Review: Becca Williamson does not stand out among the hundreds of kids attending Ashland High, but has a very popular secret alter go. She is the Break-Up Artist, one who engineers couples' downfalls for only $100. Becca isn't against love, but very cynical of it. She has seen what it can do to those around her: how her sister has become bitter and lonely after she was jilted at the altar, how her parents act more like siblings than lovers, and how she lost her old best friend, Huxley, years back when Huxley started dating a popular football player named Steve.
  I liked that Becca was a complex person. On the one hand I wanted to admire her for using her keen eye and a razor-sharp wit along with her other skills to break up her classmates for profit. However on the other hand I was taken aback on how she continuously justifies herself  as she manipulates classmates' relationships with fake notes to ex-girlfriends, surreptitious text messages, and more when I thought about what she was doing a bit more. Becca's attitude toward love is deeply seated in resentment and jealousy which she refuses to accept. I kept hoping that while Becca is on a big assignment, she would become self-aware of her actions and develop some empathy for her victims, especially when she becomes someone even she would despise when she starts hooking up with her best friend's boyfriend. Becca does learn some hard lessons, but I wasn't really convinced of them.
  The Break Up Artist has all the makings of a good romantic-comedy that had humor and a plot that kept me reading, but instead of giving us a happy sigh and warm feelings as we close the book, we are left unsure of whether or not to embrace Becca or to feel sorry for her. 

Rating: 3 stars

Words of Caution: There is some language and scenes of underage drinking. Recommended for Grade 9 and up.
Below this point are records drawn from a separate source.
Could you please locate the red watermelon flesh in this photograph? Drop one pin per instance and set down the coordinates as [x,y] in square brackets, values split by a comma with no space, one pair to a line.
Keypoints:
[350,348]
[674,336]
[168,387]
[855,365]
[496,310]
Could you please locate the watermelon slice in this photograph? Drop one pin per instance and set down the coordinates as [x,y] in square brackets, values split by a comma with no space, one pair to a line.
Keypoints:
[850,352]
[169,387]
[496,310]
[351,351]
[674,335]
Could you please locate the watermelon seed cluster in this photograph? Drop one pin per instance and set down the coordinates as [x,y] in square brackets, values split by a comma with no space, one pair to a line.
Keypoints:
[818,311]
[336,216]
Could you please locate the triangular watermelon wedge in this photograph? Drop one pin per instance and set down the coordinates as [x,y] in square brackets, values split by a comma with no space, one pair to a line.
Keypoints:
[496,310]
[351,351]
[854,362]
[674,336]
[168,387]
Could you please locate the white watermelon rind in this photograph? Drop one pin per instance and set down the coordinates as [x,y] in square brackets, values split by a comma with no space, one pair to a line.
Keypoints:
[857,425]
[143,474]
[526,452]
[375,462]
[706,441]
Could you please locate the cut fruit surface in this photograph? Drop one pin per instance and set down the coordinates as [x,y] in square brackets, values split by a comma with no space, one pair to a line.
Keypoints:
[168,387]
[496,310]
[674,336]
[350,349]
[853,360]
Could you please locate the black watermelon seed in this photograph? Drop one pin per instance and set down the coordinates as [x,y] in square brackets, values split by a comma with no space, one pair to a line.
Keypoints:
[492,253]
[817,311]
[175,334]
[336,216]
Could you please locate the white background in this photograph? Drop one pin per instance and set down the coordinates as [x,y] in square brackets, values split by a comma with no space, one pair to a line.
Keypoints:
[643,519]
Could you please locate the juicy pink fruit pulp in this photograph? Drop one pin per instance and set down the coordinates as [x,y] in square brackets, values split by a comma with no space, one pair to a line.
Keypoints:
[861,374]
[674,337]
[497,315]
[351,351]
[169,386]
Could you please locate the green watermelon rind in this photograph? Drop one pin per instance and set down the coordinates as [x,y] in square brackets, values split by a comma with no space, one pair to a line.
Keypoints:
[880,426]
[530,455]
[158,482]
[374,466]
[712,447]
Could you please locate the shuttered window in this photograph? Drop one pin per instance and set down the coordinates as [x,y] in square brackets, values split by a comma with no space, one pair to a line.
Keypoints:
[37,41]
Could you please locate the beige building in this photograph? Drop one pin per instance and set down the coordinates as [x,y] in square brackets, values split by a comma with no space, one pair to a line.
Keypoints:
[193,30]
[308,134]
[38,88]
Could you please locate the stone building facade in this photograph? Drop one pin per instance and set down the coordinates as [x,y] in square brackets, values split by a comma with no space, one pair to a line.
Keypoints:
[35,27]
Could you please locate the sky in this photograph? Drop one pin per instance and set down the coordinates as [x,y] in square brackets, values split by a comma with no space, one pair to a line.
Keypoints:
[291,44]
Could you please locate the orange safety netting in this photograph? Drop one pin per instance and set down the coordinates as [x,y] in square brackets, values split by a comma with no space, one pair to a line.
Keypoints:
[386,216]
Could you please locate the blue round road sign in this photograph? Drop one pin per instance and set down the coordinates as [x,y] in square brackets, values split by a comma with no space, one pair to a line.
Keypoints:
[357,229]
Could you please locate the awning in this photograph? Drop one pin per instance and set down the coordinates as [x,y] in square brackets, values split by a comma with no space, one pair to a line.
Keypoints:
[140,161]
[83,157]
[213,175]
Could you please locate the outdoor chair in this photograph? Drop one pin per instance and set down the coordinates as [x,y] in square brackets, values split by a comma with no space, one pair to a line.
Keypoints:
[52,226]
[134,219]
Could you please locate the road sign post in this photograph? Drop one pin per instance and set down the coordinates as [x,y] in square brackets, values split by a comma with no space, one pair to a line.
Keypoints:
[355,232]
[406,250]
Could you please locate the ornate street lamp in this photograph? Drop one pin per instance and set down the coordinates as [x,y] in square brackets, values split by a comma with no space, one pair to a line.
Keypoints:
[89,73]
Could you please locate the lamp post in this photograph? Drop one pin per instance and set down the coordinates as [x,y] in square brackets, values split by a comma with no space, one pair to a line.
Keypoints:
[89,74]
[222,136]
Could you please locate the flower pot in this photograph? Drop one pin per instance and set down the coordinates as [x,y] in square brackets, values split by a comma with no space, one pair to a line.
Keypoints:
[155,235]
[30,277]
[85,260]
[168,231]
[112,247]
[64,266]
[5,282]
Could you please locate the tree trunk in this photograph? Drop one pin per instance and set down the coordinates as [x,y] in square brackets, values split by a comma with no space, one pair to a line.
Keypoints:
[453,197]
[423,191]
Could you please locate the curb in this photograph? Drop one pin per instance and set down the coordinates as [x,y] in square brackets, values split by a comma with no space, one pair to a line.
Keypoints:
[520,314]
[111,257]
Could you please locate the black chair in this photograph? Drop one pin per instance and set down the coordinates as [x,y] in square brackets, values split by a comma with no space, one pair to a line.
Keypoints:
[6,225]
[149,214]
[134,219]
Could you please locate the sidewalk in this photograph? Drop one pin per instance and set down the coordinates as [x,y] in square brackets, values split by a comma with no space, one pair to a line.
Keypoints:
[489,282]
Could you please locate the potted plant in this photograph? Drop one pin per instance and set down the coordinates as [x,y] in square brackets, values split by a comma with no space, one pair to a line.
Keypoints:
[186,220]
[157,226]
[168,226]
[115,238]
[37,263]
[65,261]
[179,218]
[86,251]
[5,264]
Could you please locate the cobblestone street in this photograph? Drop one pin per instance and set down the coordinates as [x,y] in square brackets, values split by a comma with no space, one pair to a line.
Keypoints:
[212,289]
If you like this book try: The Secret Sisterhood of Heartbreakers by Lynn Weingarten, Jinx by Meg Cabot
4 Responses
  1. I have read some rather negative reviews on this one and I decided to skip it I am not a fan of revenge type books and this one doesn't seem to have a positive message, so I will pass. Thanks for the insight.

  2. Candace Says:

    I'm definitely unsure about this one. I'm thinking by your review that it might not work for me. I would prefer if it was more comedy, I guess. Thanks for the review!

  3. Jenny Says:

    I can definitely understand why you wanted to believe in Becca's self-realization a bit more Rummanah, I think I would want that as well. Nothing makes me happier than a character who shows a great deal of maturity and growth over the course of a book, but it doesn't quite sound like Becca gets all the way there which is a shame. Thanks for your thoughts!!!

  4. What a shame that you found Becca's self-realization not very believable. The only reason I want to read books with characters like Becca is that I want to see them learn their lesson but if it's not done convincingly, I end up just disliking the book. I think I'll pass on this one, Rummanah.